The Contractor has found during design development that the provisional design in the Scope is no longer feasible. The provisional design is the Contractor’s risk. The Contractor was required to construct footpath to provide access to a certain area but as the design developed, it was found the route could not provide that access.
The Contractor has now designed the footpath that provides such access and fortunately reduced the quantity of material and in turn, reduced the cost to the Contractor.
The Client is now looking for the Contractor to raise a CE and pass those savings to the Client. The Client is citing value engineering,
We are of the view that we do not need to pass any saving as this is a Contractor’s risk, therefore any oppotunity found belongs to the Contractor. We have explained to the Client that had it been the other way round i.e. road required more material, we would not have been able to raise a Compensation Event.
Its not entirely clear how the Scope has been prepared and exactly what it requires the Contractor to do, but the following principles generally apply:-
The Contractor is obliged to provide the works in accordance with the Scope, as per clause 20.1, depending on the wording of the Scope you might have to complete the design, submit it for acceptance, built the path as per drawings or a spec, etc. The Contractor may also have the discretion to design it how he wishes and not be obliged to pass on the costs savings. The Contractor just need to do the works in accordance with the Scope. The words provisionally suggest it wasn’t clear.
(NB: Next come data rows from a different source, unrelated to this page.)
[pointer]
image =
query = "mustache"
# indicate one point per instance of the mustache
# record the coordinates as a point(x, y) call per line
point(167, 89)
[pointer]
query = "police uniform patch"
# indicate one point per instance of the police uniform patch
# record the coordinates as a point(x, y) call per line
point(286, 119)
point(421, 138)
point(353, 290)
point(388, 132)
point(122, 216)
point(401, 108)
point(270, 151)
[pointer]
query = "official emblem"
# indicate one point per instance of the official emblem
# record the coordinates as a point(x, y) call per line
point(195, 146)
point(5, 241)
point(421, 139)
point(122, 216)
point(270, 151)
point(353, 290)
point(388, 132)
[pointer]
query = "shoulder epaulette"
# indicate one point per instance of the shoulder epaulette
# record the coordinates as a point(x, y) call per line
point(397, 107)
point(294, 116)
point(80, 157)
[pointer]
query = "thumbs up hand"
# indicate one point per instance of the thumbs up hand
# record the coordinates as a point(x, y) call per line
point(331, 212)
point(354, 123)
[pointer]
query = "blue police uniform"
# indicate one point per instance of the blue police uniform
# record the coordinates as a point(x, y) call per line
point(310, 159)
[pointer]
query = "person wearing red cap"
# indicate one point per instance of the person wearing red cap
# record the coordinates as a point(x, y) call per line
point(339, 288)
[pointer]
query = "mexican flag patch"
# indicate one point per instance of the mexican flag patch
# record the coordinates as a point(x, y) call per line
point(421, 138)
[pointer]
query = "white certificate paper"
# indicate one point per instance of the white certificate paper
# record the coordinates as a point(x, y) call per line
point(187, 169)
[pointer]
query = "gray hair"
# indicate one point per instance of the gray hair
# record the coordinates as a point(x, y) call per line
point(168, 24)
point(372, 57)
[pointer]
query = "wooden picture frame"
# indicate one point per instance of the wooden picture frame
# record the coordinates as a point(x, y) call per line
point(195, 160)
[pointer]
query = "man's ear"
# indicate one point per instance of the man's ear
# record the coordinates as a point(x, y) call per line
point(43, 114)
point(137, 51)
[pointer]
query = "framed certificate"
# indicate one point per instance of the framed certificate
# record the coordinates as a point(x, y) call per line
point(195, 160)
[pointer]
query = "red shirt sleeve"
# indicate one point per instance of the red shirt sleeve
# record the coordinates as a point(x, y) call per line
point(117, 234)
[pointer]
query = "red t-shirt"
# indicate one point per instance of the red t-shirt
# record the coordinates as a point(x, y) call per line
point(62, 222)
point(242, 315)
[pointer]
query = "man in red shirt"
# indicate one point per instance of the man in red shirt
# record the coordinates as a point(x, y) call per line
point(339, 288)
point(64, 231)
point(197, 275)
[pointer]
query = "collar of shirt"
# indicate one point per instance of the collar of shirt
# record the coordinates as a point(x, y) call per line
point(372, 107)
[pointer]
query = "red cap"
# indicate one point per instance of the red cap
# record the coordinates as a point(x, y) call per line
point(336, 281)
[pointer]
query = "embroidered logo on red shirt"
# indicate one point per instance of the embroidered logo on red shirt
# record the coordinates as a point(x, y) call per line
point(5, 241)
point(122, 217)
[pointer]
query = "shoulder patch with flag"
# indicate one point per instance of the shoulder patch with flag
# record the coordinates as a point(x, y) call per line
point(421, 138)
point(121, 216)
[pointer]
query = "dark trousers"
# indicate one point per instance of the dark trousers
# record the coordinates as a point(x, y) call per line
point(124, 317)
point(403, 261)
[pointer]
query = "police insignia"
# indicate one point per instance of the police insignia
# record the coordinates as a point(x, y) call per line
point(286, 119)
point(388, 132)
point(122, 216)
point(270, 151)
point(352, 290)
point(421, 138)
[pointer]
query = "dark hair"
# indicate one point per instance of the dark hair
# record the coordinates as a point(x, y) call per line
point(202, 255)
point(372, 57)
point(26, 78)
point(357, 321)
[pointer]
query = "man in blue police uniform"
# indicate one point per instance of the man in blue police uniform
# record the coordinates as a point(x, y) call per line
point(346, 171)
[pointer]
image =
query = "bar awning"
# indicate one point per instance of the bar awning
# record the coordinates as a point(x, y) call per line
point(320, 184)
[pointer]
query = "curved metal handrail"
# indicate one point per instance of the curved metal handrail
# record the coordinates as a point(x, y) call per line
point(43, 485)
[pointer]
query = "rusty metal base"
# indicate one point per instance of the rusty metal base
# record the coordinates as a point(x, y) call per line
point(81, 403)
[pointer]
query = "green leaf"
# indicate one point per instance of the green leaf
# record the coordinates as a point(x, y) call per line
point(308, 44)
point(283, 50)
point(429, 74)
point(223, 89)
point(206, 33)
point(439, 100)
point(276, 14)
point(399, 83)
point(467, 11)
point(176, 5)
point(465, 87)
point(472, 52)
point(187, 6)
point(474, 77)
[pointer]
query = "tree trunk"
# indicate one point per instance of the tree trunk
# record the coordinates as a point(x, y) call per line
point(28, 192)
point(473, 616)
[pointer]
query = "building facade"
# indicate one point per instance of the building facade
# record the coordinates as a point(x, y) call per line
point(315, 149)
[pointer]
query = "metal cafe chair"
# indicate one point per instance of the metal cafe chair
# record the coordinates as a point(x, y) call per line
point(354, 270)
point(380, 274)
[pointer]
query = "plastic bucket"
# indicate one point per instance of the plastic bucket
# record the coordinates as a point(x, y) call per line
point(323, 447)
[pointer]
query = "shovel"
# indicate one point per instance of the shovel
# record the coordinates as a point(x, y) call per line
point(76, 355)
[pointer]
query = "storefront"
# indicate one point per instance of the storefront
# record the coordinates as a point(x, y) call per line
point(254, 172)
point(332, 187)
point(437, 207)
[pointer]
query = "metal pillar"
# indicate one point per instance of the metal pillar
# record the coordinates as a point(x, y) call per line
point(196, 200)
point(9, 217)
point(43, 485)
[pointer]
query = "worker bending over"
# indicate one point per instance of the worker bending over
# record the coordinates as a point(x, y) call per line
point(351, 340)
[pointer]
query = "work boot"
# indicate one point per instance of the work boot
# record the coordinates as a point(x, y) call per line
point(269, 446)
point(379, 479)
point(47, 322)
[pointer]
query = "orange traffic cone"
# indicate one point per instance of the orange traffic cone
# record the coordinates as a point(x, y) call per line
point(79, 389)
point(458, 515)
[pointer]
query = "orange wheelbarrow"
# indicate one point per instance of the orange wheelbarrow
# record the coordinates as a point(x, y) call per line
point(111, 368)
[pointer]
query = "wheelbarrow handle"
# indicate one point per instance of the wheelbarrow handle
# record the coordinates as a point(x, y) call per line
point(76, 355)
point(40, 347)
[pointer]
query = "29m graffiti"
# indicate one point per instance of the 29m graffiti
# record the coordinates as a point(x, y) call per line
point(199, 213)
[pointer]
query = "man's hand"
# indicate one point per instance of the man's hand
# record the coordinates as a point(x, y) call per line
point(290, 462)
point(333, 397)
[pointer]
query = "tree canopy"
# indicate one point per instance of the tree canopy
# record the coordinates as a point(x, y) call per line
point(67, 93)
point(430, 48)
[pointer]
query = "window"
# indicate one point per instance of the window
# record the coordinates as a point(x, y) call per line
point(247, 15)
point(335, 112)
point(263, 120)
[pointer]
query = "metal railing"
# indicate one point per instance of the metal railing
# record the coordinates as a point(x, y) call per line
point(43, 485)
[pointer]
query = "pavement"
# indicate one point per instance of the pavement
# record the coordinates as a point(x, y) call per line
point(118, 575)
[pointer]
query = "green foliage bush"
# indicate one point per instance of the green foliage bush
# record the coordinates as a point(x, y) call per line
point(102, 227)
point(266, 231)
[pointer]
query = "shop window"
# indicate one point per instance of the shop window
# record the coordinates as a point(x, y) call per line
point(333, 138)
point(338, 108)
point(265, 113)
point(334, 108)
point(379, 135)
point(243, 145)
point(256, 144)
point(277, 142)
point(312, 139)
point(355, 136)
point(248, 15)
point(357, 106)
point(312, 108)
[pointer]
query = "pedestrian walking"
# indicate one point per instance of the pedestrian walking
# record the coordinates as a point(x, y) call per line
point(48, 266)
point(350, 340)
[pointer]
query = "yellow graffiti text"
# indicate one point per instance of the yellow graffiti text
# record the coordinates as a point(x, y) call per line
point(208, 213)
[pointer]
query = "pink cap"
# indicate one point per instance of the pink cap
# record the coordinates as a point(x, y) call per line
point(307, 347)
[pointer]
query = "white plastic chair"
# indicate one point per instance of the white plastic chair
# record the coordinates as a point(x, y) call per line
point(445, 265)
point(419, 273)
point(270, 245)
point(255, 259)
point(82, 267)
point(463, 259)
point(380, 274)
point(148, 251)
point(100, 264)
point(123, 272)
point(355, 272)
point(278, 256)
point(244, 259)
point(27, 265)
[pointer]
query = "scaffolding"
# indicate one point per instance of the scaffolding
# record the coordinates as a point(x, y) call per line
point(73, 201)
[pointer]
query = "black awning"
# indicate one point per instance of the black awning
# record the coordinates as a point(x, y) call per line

If the works are not in accordance with the Scope, its likely to be a Defect. See definition in clause 11.2(6). If it is a Defect section 4 of the contract allows the parties to accept the Defects or the Client can correct it if is uncorrected after the Defect Date and deduct the cost from the amount due.
Clause 16.1 allows the Contractor to propose changes to the Scope for value engineering purposes. He’s not obliged to offer value engineering, but doesn’t have the discrete to change the Scope without either a PM’s instruction or Contractor’s proposal being agreed (or the Defect being accepted), unless the Scope was silent about how the path was routed/built.
The answer will therefore depend on the wording on the Scope and what instructions may have been given.